Darstellung der Galaxie ID2299 mit ihrem Gezeitenschweif aus Gas.

Illu.: ESO/M. Kornmesser

Galaxien wachsen, indem dichte Molekülwolken aus Staub und Gas kollabieren und immer wieder neue Sterne hervorbringen. In großen Galaxien endet die Sternentstehung oft sehr plötzlich – als Ursachen dafür kommen mehrere Prozesse in Frage. Jetzt ist es Astronomen erstmals gelungen, eine ferne Galaxie am Beginn dieses Vorgangs zu beobachten. Wie sie in "Nature Astronomy" berichten, könnte in diesem Fall die Kollision mit einer anderen Galaxie hinter dem Phänomen stecken.

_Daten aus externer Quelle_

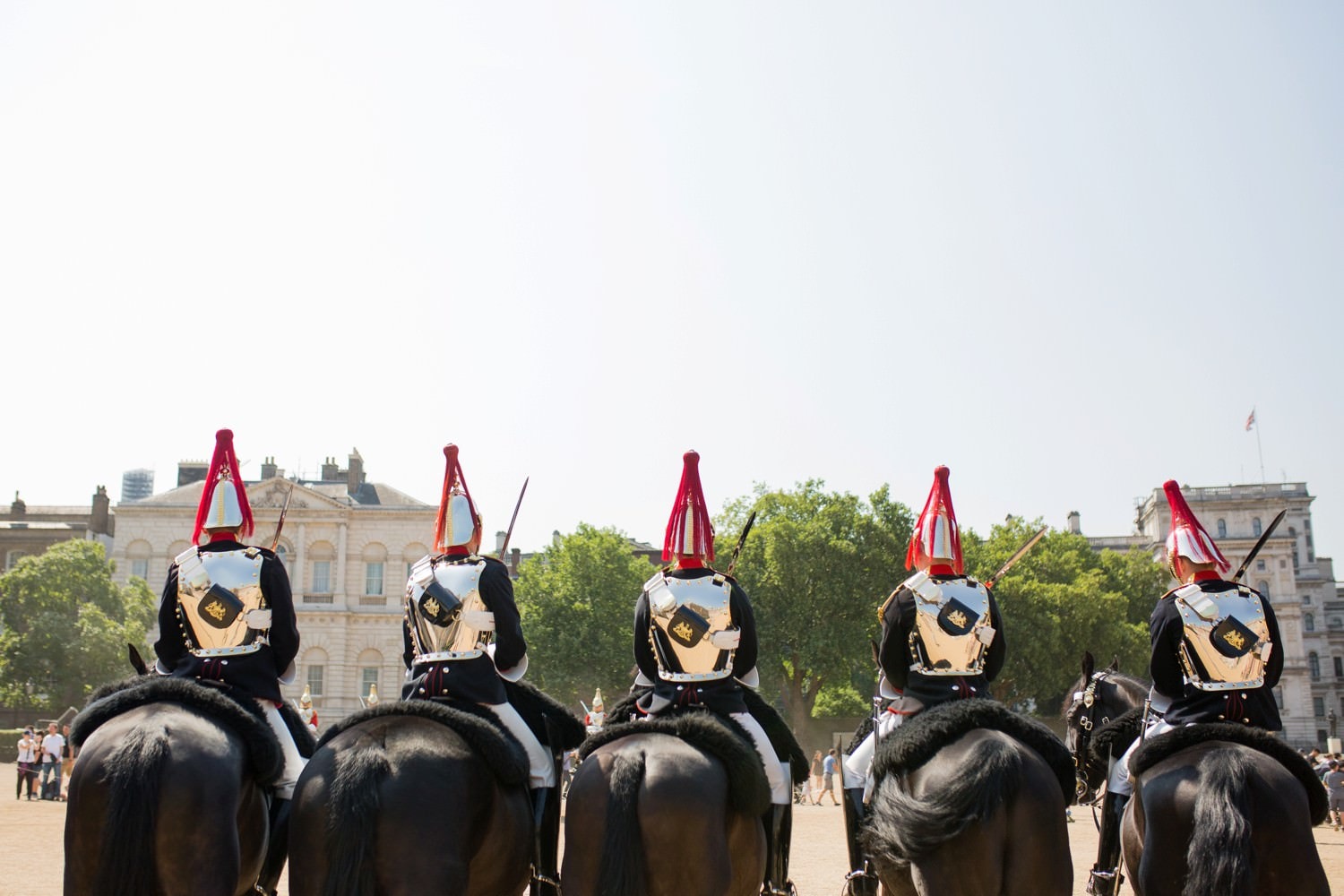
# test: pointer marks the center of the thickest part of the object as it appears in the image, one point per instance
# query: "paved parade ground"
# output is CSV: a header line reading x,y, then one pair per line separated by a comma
x,y
31,836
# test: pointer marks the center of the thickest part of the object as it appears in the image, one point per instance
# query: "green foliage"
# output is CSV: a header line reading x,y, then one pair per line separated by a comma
x,y
1061,599
577,602
66,626
816,565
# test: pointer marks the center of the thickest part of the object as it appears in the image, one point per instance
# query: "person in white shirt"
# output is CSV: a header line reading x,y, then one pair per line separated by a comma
x,y
51,748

Mithilfe des Atacama Large Millimeter/submillimeter Array (Alma) in Chile nahmen die Wissenschafter die Galaxie ID2299 in den Blick, die neun Milliarden Lichtjahre von uns entfernt ist. Die Beobachtungen zeigten, dass diese Galaxie fast die Hälfte ihres sternbildenden Gases ausstößt – mit einer beeindruckenden Geschwindigkeit: Der Auswurf entspricht etwa 10.000 Sonnenmassen pro Jahr. Da die Galaxie auch sehr schnell Sterne bildet, hunderte Male schneller als unsere Milchstraße, wird das verbleibende Gas rasch verbraucht sein. ID2299 dürfte in "nur" wenigen zehn Millionen Jahren zum Stillstand kommen.

Interstellarer Schweif

"Das ist das erste Mal, dass wir eine massereiche sternbildende Galaxie im fernen Universum beobachtet haben, die im Begriff ist, aufgrund eines gewaltigen kalten Gasauswurfs zu erlöschen", sagte Studienleiterin Annagrazia Puglisi von der Durham University. Verantwortlich für den spektakulären Gasverlust könnte die Kollision zwischen zwei Galaxien sein, aus der schließlich ID2299 hervorging, so Puglisi und Kollegen. Darauf deutet die Verbindung des ausgestoßenen Gases mit einem sogenannten Gezeitenschweif hin.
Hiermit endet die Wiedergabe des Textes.